Given: Triangle ABC, ex radius r1:r2:r3 = 1:2:3

To find: Ratio of sides a:b:c

Solution:

Step 1: Understanding Exradii

Exradii are the radii of circles drawn tangent to one side of a triangle and to the extensions of the other two sides. The exradii are denoted as r1, r2, and r3, corresponding to the vertices A, B, and C, respectively.

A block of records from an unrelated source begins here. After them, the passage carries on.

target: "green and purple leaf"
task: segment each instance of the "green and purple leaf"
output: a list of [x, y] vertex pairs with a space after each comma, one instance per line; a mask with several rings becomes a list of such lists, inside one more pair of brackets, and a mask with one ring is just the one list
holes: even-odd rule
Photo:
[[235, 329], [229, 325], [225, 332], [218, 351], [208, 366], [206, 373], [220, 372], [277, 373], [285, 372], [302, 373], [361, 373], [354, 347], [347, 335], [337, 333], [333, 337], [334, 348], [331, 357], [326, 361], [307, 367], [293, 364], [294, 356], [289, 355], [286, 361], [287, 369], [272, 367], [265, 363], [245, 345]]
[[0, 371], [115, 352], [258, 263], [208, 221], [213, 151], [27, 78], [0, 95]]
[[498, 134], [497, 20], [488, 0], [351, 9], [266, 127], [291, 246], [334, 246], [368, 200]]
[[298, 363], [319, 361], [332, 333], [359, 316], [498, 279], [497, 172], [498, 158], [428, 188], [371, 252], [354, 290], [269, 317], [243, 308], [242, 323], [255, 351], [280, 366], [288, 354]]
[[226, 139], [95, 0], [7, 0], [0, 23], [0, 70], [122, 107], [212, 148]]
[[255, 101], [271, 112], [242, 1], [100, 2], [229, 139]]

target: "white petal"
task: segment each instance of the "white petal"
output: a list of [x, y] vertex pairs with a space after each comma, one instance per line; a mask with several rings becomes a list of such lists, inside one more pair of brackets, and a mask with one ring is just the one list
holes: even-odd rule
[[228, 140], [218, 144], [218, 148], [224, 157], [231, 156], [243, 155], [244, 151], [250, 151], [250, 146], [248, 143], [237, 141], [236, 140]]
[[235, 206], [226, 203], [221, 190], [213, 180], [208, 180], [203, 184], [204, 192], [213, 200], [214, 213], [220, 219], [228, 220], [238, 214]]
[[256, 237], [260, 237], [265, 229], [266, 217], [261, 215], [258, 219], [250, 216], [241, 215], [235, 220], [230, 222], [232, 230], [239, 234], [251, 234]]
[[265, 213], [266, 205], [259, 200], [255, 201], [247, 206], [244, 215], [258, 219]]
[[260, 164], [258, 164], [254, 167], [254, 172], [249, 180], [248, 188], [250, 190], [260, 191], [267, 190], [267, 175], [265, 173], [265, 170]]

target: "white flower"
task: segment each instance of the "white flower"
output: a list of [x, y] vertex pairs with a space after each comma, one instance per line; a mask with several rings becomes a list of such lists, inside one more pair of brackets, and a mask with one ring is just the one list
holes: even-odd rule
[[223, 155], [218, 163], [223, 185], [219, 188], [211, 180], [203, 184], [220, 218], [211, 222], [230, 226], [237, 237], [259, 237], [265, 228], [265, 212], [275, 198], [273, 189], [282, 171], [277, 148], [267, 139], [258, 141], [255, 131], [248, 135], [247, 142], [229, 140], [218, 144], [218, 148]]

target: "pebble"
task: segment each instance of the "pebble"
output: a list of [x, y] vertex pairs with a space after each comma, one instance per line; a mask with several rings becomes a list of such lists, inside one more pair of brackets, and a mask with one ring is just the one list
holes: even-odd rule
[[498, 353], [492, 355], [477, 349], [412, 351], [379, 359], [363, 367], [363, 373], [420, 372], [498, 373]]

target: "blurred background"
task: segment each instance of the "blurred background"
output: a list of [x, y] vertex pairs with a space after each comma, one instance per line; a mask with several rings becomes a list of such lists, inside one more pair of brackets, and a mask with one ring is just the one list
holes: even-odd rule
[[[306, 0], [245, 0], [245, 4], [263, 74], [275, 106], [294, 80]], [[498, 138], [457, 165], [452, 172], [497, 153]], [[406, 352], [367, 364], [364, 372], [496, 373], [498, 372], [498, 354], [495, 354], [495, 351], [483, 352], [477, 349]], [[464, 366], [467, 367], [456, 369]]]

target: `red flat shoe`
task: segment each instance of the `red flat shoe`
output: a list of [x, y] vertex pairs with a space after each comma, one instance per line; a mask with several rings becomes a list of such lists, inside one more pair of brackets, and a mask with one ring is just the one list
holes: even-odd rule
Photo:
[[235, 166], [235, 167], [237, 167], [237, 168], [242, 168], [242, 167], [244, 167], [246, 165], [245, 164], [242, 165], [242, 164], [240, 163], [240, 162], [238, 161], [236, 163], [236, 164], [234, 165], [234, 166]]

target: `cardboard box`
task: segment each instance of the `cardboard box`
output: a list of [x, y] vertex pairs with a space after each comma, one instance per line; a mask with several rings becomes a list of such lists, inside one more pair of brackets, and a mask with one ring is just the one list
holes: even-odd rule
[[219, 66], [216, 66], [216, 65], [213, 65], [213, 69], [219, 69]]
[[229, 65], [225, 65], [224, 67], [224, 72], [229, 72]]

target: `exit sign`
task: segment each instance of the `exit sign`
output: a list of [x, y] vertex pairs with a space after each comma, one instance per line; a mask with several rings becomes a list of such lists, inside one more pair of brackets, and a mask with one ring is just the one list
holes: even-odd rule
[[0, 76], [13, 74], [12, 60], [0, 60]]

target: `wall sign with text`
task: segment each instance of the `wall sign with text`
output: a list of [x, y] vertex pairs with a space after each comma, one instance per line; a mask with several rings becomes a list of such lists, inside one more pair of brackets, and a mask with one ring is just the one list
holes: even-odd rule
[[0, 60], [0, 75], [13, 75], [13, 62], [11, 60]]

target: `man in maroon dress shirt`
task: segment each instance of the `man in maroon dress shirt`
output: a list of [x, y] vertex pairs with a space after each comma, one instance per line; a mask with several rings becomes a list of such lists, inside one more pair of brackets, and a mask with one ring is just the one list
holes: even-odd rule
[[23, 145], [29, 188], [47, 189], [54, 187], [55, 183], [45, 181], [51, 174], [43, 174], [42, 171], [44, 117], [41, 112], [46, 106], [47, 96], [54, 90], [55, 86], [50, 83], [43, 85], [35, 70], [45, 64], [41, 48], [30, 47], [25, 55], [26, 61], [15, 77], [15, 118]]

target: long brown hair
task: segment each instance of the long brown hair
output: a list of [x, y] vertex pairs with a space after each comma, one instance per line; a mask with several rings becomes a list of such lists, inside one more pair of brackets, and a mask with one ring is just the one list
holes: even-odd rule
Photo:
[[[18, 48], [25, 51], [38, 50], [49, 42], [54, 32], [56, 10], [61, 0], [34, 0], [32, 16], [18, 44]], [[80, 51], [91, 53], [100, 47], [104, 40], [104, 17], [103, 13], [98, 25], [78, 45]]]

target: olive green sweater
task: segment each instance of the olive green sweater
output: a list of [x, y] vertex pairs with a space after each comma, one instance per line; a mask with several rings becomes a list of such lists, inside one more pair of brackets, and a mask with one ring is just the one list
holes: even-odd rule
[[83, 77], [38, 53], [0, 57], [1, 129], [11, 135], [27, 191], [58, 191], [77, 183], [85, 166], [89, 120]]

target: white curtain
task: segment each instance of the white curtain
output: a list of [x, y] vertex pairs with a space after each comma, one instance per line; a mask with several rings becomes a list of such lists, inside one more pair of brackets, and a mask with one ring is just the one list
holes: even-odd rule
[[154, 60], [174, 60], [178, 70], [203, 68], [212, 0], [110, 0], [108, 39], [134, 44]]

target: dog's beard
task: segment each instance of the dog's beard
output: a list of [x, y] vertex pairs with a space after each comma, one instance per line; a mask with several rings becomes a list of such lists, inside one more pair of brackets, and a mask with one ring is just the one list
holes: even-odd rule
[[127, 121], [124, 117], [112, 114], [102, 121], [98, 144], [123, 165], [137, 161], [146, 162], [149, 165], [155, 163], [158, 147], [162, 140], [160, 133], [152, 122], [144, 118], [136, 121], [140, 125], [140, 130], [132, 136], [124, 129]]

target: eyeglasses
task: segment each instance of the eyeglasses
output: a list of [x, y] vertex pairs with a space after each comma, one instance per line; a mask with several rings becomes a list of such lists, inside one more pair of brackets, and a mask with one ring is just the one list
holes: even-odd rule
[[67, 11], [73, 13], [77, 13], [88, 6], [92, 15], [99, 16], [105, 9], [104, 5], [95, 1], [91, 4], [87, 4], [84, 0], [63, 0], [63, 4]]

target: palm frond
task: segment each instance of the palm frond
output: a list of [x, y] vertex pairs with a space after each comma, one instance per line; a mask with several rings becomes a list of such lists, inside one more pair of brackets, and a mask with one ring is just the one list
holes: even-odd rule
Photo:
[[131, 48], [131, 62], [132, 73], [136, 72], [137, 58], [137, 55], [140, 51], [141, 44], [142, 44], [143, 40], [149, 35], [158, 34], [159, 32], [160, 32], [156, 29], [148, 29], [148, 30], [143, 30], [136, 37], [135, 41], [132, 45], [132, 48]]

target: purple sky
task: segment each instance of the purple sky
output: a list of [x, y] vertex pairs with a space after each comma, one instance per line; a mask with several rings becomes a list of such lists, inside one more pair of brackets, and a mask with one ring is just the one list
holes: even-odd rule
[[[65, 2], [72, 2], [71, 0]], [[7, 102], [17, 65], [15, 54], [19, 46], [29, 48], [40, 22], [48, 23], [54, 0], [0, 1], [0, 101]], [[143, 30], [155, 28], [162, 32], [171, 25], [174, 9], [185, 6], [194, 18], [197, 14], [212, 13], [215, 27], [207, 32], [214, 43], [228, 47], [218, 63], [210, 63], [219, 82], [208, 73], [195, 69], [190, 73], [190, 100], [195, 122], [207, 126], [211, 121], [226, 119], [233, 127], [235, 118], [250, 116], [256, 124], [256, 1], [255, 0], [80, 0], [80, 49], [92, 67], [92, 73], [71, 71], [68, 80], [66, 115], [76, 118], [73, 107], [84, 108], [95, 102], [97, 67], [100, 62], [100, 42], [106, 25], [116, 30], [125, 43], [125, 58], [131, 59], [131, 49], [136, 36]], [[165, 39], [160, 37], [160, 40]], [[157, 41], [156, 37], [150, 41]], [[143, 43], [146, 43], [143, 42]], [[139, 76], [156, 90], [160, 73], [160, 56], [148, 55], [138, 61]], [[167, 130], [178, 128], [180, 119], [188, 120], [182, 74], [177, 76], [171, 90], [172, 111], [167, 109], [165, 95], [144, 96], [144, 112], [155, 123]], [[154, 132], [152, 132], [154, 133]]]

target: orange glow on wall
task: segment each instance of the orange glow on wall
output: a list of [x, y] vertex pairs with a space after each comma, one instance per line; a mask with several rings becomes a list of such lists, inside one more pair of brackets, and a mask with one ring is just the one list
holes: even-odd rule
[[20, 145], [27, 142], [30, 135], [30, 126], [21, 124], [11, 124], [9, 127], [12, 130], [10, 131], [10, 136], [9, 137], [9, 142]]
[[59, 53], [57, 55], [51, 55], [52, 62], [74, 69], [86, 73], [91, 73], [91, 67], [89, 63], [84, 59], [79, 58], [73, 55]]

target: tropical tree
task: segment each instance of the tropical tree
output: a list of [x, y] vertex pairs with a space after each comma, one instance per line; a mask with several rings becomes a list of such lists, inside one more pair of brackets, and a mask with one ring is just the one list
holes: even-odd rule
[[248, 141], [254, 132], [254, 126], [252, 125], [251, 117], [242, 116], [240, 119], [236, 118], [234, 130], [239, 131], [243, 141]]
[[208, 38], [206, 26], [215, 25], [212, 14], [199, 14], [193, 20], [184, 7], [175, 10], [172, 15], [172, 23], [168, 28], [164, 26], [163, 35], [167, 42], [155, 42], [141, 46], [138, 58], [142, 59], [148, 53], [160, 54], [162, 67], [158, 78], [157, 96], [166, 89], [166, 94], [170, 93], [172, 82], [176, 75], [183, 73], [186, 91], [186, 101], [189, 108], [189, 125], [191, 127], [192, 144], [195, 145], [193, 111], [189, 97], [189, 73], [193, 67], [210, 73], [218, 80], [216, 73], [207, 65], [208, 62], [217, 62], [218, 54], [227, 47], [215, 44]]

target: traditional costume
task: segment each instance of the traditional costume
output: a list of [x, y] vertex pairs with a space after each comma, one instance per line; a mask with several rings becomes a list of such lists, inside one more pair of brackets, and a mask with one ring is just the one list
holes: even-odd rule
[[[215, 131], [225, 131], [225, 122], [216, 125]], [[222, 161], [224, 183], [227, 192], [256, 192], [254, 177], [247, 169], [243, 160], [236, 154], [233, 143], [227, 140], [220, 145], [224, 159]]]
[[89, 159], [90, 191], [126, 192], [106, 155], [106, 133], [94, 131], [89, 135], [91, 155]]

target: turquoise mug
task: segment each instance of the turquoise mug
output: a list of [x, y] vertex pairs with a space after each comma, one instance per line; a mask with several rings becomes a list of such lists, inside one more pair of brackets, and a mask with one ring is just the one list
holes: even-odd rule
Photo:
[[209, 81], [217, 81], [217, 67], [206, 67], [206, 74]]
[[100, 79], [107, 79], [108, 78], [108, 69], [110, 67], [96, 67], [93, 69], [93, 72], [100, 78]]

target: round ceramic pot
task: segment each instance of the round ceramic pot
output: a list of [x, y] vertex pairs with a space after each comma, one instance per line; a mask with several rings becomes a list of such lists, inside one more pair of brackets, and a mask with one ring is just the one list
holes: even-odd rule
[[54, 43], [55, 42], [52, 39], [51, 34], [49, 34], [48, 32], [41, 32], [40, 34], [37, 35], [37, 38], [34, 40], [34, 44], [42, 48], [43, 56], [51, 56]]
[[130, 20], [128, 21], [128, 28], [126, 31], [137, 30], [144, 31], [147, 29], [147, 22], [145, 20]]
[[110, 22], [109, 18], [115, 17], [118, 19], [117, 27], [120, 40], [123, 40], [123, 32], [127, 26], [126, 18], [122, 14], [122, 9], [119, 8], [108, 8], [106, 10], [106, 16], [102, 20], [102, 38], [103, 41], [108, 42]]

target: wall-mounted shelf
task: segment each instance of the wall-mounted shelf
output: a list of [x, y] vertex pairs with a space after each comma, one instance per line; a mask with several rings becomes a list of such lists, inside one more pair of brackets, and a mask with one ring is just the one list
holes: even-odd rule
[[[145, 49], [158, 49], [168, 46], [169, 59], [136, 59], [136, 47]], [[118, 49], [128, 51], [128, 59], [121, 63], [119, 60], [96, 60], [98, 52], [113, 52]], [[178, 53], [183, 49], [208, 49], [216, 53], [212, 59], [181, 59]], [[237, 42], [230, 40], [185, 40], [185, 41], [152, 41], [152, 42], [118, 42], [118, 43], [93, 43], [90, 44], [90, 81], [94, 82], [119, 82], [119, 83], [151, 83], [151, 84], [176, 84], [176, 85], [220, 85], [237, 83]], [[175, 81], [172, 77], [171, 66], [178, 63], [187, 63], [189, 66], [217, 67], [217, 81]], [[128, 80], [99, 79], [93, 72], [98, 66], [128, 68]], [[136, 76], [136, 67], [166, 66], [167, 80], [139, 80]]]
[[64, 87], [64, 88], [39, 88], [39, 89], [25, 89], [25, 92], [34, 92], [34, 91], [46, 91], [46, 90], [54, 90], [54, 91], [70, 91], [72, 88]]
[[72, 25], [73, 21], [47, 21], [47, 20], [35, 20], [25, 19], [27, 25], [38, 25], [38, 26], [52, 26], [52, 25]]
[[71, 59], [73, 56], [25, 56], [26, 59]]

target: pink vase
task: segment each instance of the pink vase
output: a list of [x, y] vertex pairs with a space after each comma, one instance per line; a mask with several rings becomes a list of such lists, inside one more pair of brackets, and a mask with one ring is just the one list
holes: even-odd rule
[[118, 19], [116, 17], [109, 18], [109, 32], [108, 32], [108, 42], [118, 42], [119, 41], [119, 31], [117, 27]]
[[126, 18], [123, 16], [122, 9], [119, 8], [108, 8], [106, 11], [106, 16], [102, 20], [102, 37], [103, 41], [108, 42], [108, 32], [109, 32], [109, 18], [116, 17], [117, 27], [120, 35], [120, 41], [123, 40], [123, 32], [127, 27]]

Step 2: Using Exradii ratio to find sides ratio

The ratio of exradii r1:r2:r3 = 1:2:3 means that r1 is one-third of the sum of the three exradii, r2 is two-thirds of the sum of the three exradii, and r3 is the sum of the three exradii.

Let the semiperimeter of the triangle be s, then we have:

r1 = (s-a)
r2 = (s-b)
r3 = (s-c)

Using the given ratio of exradii, we have:

r1:r2:r3 = 1:2:3
(s-a):(s-b):(s-c) = 1:2:3

Let's assume a = x, b = y, and c = z. Then,

s = (a+b+c)/2 = (x+y+z)/2

Substituting this value in the above equation, we get:

((x+y+z)/2 - x):((x+y+z)/2 - y):((x+y+z)/2 - z) = 1:2:3

Simplifying this equation, we get:

(y+z-2x):(x+z-2y):(x+y-2z) = 1:2:3

Therefore, the ratio of sides a:b:c is 1:2:3.

Step 3: Conclusion

Hence, the ratio of sides of triangle ABC is 1:2:3.